Впитывать заварной чайник – короткий нахальный носик, на боку печатью невинной банальности розовая роза. На чашках такие же, только меньше. Чашек две, два блюдца. На тарелочке вскрытая банка самой обыкновенной скумбрии, вилочка её подцеплять. Вилочка упирается в блюдце третье, без рисунка. В нём нарезанный лимон. Разложен, как раскладывают колбасу, «кругами».
В плетеном овале хлеб. Мягкий без проверки касанием, вызывающий слюнотечение. И заметить, что слюна от хлеба не такая, как от лимона.
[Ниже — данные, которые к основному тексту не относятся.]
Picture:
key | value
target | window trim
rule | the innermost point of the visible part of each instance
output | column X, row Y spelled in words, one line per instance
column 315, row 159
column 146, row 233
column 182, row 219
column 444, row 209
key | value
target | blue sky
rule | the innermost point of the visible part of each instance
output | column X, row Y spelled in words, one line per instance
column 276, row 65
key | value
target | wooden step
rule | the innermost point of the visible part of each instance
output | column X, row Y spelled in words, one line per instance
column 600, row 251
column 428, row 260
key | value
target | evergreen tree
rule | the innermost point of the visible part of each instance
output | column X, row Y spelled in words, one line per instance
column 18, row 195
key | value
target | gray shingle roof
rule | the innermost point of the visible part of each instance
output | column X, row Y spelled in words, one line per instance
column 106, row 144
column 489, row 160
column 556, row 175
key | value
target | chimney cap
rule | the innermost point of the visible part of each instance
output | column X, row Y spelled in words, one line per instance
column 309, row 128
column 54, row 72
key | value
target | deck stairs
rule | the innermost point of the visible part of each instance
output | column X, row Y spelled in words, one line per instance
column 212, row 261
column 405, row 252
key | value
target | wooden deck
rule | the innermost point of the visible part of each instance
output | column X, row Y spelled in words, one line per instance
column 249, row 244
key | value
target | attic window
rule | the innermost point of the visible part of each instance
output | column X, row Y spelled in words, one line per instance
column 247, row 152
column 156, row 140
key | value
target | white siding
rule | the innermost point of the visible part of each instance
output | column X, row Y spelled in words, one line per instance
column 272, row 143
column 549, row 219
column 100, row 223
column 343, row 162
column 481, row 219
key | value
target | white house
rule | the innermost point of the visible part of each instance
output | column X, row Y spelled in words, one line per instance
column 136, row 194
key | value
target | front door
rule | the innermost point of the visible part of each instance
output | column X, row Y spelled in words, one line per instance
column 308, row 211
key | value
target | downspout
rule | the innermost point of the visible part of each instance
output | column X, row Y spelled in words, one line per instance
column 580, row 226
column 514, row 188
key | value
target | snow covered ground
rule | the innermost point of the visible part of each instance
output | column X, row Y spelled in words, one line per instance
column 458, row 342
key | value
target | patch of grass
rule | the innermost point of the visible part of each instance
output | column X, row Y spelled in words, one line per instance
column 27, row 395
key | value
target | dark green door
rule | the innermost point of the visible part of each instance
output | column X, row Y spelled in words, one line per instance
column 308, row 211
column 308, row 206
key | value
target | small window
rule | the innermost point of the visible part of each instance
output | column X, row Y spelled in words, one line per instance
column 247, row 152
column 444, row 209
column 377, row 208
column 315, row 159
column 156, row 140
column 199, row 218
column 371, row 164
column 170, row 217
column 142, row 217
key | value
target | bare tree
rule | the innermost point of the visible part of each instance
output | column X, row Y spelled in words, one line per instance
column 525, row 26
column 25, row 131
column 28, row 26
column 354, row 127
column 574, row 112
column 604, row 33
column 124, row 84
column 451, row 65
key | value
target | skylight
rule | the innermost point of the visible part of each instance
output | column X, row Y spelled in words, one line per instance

Старые рюмки на высоких ножках-подставках. Рюмки имеют грани, ножки имеют коленные суставы. Стекло бросает полупрозрачную, похожую на воду тень.
Залив спокоен и шевелится только у берега. Горизонт уже не блестит – солнце уползает «за». За этот готовящийся к вечеру мир. А там начнётся новый день. Для тех, у кого через несколько часов будет утро, мы существуем в прошлом.
Кровать стоит в углу. Угол образуют стены – «торцевая» и «оконная». Голубое покрывало, сверху подушка. Большая, словно раздувавшаяся от ожидания. К ней привалился маленький плюшевый мишка. Потертый, полинявший, «милый», как детство, которое он напоминает.
Вдоль кровати на стене коврик с несложным орнаментом. И всего четыре цвета: вишнёвый, жёлтый, чёрный, белый. Если присмотреться, под кроватью виден чемодан. У кровати стул. Сейчас он пуст. В ногах кровати тумбочка с проигрывателем.
Сервант, вобравший в себя посуду и книги. Среди них «Герой нашего времени», «Толковый словарь». На серванте часы в деревянном, стекающем с циферблата корпусе. И горшок с крупными кленовыми листьями. Почти коричневые, почти серые от пыли, на краях по-разному загнувшиеся. Ставшие от этого снова красивыми необычной мертвой красотой. Они давно уже без внимания. Но выкинуть жаль – листья эти с чем-то связаны. Какая-нибудь особенная поездка в Павловск или свидание в Летнем саду, за которым ничего не последовало.
А он здесь.
Сняв в коридоре пальто: вешалка - просто ряд крючков. Переобувшись в тапки без задников, но с жёсткими поначалу носками. Себя без зеркала причесав. Боясь вылезшей щетины, коснувшись подбородка. Проверив, с собой ли очки. С собой, во внутреннем кармане пиджака.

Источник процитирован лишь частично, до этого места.